Here’s a clear look at AMCR and EAT, comparing key factors like performance, valuation metrics, dividends, and financial strength. It’s built for investors or anyone curious to see how these two stocks match up.

Company Overview

AMCR dominates in value with a market cap of 21.16 billion USD, eclipsing EAT’s 6.40 billion USD by roughly 3.31×.

EAT carries a higher beta at 1.66, indicating it’s more sensitive to market moves, while AMCR remains steadier at 0.78.

SymbolAMCREAT
Company NameAmcor plcBrinker International, Inc.
CountryCHUS
SectorConsumer CyclicalConsumer Cyclical
IndustryPackaging & ContainersRestaurants
CEOMr. Peter Konieczny Dip Eng, MBA, MSc Mech EngMr. Kevin D. Hochman
Price9.18 USD143.87 USD
Market Cap21.16 billion USD6.40 billion USD
Beta0.781.66
ExchangeNYSENYSE
IPO DateMay 15, 2012January 6, 1984
ADRNoNo

Performance Comparison

This chart compares the performance of AMCR and EAT over the past year by tracking the growth of an initial $10,000 investment in each (starting one year ago).

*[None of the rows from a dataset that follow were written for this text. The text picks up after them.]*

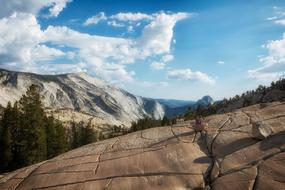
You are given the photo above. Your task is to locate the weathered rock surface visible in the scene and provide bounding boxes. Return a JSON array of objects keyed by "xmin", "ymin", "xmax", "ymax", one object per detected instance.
[
  {"xmin": 0, "ymin": 102, "xmax": 285, "ymax": 190},
  {"xmin": 252, "ymin": 122, "xmax": 272, "ymax": 140}
]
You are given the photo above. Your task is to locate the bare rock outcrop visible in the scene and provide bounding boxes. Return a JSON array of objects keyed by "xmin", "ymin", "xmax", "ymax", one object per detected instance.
[
  {"xmin": 252, "ymin": 122, "xmax": 272, "ymax": 140},
  {"xmin": 0, "ymin": 102, "xmax": 285, "ymax": 190}
]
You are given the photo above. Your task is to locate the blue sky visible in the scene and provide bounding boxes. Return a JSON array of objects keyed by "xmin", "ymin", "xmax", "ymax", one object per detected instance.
[{"xmin": 0, "ymin": 0, "xmax": 285, "ymax": 100}]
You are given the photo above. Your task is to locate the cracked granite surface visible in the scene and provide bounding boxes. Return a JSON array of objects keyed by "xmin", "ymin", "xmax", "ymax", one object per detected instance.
[{"xmin": 0, "ymin": 102, "xmax": 285, "ymax": 190}]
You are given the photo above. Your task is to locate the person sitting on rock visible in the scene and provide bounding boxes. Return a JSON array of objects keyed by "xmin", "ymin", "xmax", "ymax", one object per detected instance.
[{"xmin": 193, "ymin": 116, "xmax": 208, "ymax": 142}]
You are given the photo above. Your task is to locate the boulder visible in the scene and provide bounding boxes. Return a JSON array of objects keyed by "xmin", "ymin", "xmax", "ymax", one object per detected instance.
[{"xmin": 252, "ymin": 122, "xmax": 272, "ymax": 140}]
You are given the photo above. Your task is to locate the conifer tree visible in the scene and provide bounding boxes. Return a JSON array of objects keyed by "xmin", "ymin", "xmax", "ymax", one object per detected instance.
[
  {"xmin": 0, "ymin": 102, "xmax": 13, "ymax": 171},
  {"xmin": 45, "ymin": 116, "xmax": 67, "ymax": 158},
  {"xmin": 19, "ymin": 85, "xmax": 47, "ymax": 165},
  {"xmin": 80, "ymin": 122, "xmax": 96, "ymax": 145}
]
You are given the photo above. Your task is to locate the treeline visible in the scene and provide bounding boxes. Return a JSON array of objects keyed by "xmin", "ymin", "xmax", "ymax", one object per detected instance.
[
  {"xmin": 70, "ymin": 122, "xmax": 97, "ymax": 149},
  {"xmin": 184, "ymin": 78, "xmax": 285, "ymax": 119},
  {"xmin": 129, "ymin": 116, "xmax": 173, "ymax": 132},
  {"xmin": 0, "ymin": 85, "xmax": 96, "ymax": 172}
]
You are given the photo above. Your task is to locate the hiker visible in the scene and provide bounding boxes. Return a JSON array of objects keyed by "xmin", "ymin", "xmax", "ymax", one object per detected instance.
[{"xmin": 192, "ymin": 116, "xmax": 208, "ymax": 142}]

Hover over the lines to see the investment’s value and total return (%) at specific dates.

Data is adjusted for dividends and splits.

Valuation Metrics Comparison

For a detailed comparison of valuation metrics between AMCR and EAT, please refer to the table below.

SymbolAMCREAT
Price-to-Earnings Ratio (P/E, TTM)29.2419.16
Forward PEG Ratio (TTM)2.911.65
Price-to-Sales Ratio (P/S, TTM)3.081.25
Price-to-Book Ratio (P/B, TTM)3.4424.66
Price-to-Free Cash Flow Ratio (P/FCF, TTM)19.4216.35
EV-to-EBITDA (TTM)28.4012.28
EV-to-Sales (TTM)4.131.58
EV-to-Free Cash Flow (TTM)26.0320.75

Dividend Comparison

AMCR delivers a 5.53% dividend yield, blending income with growth, whereas EAT appears to retain its profits, possibly to fund operations, R&D, or other growth initiatives.

SymbolAMCREAT
Dividend Yield (TTM)5.53%0.00%

Financial Strength Metrics Comparison

This section dives into the financial resilience of AMCR and EAT, spotlighting key metrics like liquidity, leverage, and debt coverage. Check out the standout observations below where notable differences or extremes pop up.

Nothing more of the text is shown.